FIG. 1 is a sectional view showing an embodiment of a vehicle signal lamp according to the present invention, FIG. 2 is a front view showing main parts of the same embodiment, and FIG.
This figure is a sectional view of another embodiment of the present invention, and FIG. 4 is a sectional view of a conventional example. 1... Vehicle signal light 2... Housing 2a... Bottom surface 2b... Reflective surface 2c... Rotating parabolic reflecting surface 2d... Multifocal rotating parabolic reflecting surface 3... Bulb 3a... Light source 3G...Mapping 4...Fresnel lens 4a...Direct cut 4b...Reflection cut 4C...Transparent section 5...Outer lens 2...Optical axis Patent applicant Stanley Electric Co., Ltd.

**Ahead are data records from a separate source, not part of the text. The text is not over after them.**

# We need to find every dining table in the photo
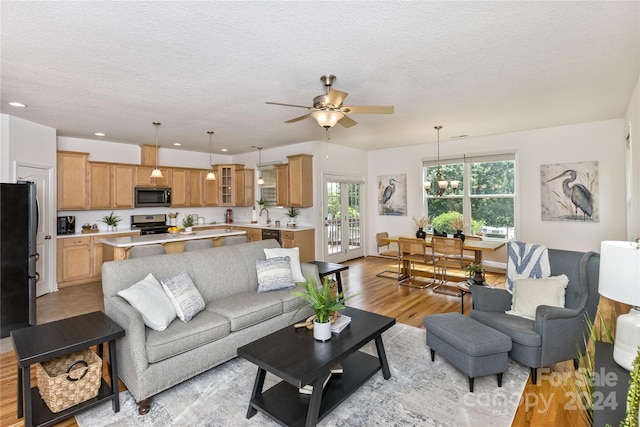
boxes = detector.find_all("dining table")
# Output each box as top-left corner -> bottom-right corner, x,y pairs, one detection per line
383,235 -> 506,264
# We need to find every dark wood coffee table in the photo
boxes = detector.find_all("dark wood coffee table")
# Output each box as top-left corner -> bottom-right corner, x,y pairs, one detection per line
11,311 -> 124,427
238,307 -> 396,426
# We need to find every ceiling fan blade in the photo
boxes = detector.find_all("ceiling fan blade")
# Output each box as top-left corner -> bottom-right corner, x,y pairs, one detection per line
326,89 -> 349,108
338,116 -> 358,128
265,101 -> 312,110
340,105 -> 394,114
285,113 -> 311,123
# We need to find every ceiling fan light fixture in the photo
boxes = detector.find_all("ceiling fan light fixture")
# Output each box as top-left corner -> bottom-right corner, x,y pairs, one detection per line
204,130 -> 216,181
311,110 -> 344,128
151,122 -> 162,178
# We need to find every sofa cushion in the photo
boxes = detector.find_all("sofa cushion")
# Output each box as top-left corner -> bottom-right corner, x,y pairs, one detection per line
469,310 -> 542,347
145,310 -> 230,363
256,257 -> 296,293
264,248 -> 307,282
205,292 -> 282,332
118,273 -> 176,331
161,271 -> 204,322
507,274 -> 569,320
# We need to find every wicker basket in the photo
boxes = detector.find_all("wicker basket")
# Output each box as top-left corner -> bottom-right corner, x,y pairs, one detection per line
34,349 -> 102,413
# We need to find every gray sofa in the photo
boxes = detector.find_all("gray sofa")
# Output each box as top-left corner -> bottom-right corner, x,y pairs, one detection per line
102,239 -> 320,414
469,249 -> 600,384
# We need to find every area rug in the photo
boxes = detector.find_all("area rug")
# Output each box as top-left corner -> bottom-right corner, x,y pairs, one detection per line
76,324 -> 529,427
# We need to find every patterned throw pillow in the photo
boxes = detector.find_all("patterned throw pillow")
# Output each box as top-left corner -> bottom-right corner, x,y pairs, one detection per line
118,273 -> 176,331
256,256 -> 296,293
162,271 -> 204,322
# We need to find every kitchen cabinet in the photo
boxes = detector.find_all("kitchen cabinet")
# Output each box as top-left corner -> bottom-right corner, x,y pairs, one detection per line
187,169 -> 202,206
234,168 -> 255,206
280,229 -> 316,262
287,154 -> 313,208
56,237 -> 93,287
89,162 -> 113,209
170,169 -> 189,208
275,154 -> 313,208
135,166 -> 171,187
57,151 -> 89,211
111,164 -> 136,209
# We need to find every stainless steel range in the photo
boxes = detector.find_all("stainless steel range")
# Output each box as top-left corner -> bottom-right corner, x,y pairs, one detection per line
131,214 -> 168,236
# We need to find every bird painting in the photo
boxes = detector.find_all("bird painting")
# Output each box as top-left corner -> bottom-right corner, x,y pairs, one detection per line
378,175 -> 407,215
543,162 -> 597,221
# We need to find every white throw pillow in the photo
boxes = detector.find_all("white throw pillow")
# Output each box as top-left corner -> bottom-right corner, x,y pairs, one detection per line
264,248 -> 307,282
162,271 -> 204,322
256,257 -> 296,293
507,274 -> 569,320
118,273 -> 176,331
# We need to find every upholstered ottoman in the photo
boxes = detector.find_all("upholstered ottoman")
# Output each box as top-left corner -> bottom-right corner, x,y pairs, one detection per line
423,313 -> 511,392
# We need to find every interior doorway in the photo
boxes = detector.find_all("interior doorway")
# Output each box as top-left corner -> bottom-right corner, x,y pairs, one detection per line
16,164 -> 57,296
323,176 -> 364,263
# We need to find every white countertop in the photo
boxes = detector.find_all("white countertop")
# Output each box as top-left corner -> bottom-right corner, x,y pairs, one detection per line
101,230 -> 247,248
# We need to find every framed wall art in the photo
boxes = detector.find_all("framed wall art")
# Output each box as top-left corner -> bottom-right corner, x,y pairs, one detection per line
540,161 -> 600,222
378,174 -> 407,216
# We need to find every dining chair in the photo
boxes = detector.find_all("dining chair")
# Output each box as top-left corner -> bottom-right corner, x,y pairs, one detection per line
398,237 -> 433,289
431,236 -> 473,292
376,231 -> 402,280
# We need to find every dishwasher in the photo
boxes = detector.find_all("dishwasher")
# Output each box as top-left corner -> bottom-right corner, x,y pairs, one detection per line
262,228 -> 282,246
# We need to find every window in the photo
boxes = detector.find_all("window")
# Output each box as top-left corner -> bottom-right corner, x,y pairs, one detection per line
422,153 -> 516,239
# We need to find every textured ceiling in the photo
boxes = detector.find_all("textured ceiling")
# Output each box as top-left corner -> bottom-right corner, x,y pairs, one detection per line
0,0 -> 640,154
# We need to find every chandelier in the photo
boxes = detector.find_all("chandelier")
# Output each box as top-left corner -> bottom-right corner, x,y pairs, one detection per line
423,126 -> 460,197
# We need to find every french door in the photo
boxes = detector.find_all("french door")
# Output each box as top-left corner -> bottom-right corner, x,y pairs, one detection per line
323,176 -> 364,263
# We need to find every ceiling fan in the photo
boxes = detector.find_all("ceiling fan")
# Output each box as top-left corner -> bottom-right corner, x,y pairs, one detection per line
267,74 -> 393,129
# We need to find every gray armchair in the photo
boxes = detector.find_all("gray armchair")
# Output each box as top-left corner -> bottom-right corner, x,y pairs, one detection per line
469,249 -> 600,384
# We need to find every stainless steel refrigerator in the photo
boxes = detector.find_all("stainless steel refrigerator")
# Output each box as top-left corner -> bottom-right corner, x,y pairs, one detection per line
0,181 -> 38,337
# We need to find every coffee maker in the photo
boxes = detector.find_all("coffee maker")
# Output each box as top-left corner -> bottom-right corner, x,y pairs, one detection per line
57,215 -> 76,234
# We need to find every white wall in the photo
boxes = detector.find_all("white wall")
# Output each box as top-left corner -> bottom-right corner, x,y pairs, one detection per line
624,77 -> 640,240
367,119 -> 626,254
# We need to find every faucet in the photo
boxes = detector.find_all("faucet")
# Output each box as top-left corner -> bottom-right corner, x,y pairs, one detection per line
258,206 -> 271,224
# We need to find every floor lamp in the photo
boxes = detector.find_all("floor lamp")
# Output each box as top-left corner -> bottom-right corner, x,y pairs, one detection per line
598,239 -> 640,371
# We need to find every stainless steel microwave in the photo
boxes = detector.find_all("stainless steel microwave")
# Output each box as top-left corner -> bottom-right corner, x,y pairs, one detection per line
134,187 -> 171,208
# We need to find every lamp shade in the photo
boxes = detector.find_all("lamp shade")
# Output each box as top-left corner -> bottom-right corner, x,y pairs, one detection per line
598,241 -> 640,307
311,110 -> 344,128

Company agent Teru Homoto No. 1 Figure 3

Claims (2)

[Claims] (1) Consisting of a light source, a housing, and a Fresnel lens, a plane mirror is formed on the bottom surface of the housing to create a mapping that is parallel to the Fresnel lens and causes the light from the light source to enter the entire surface of the Fresnel lens. In addition, at a position other than where the plane mirror is formed, a paraboloid of revolution reflection surface or a multifocal paraboloid of rotation reflection surface is formed to make the light from the light source enter the Fresnel lens as parallel light, and the Fresnel lens includes For a vehicle, characterized in that a reflection cut is made with the mapping as a focal point, and the Fresnel cuts are arranged alternately with transparent parts on the front surface of the paraboloid of revolution reflection surface or the multifocal paraboloid of revolution reflection surface. Signal light equipment. (2) The vehicular signal lamp according to claim (1), wherein a direct cut with the light source as a focal point is provided on the front surface of the light source of the Fresnel lens.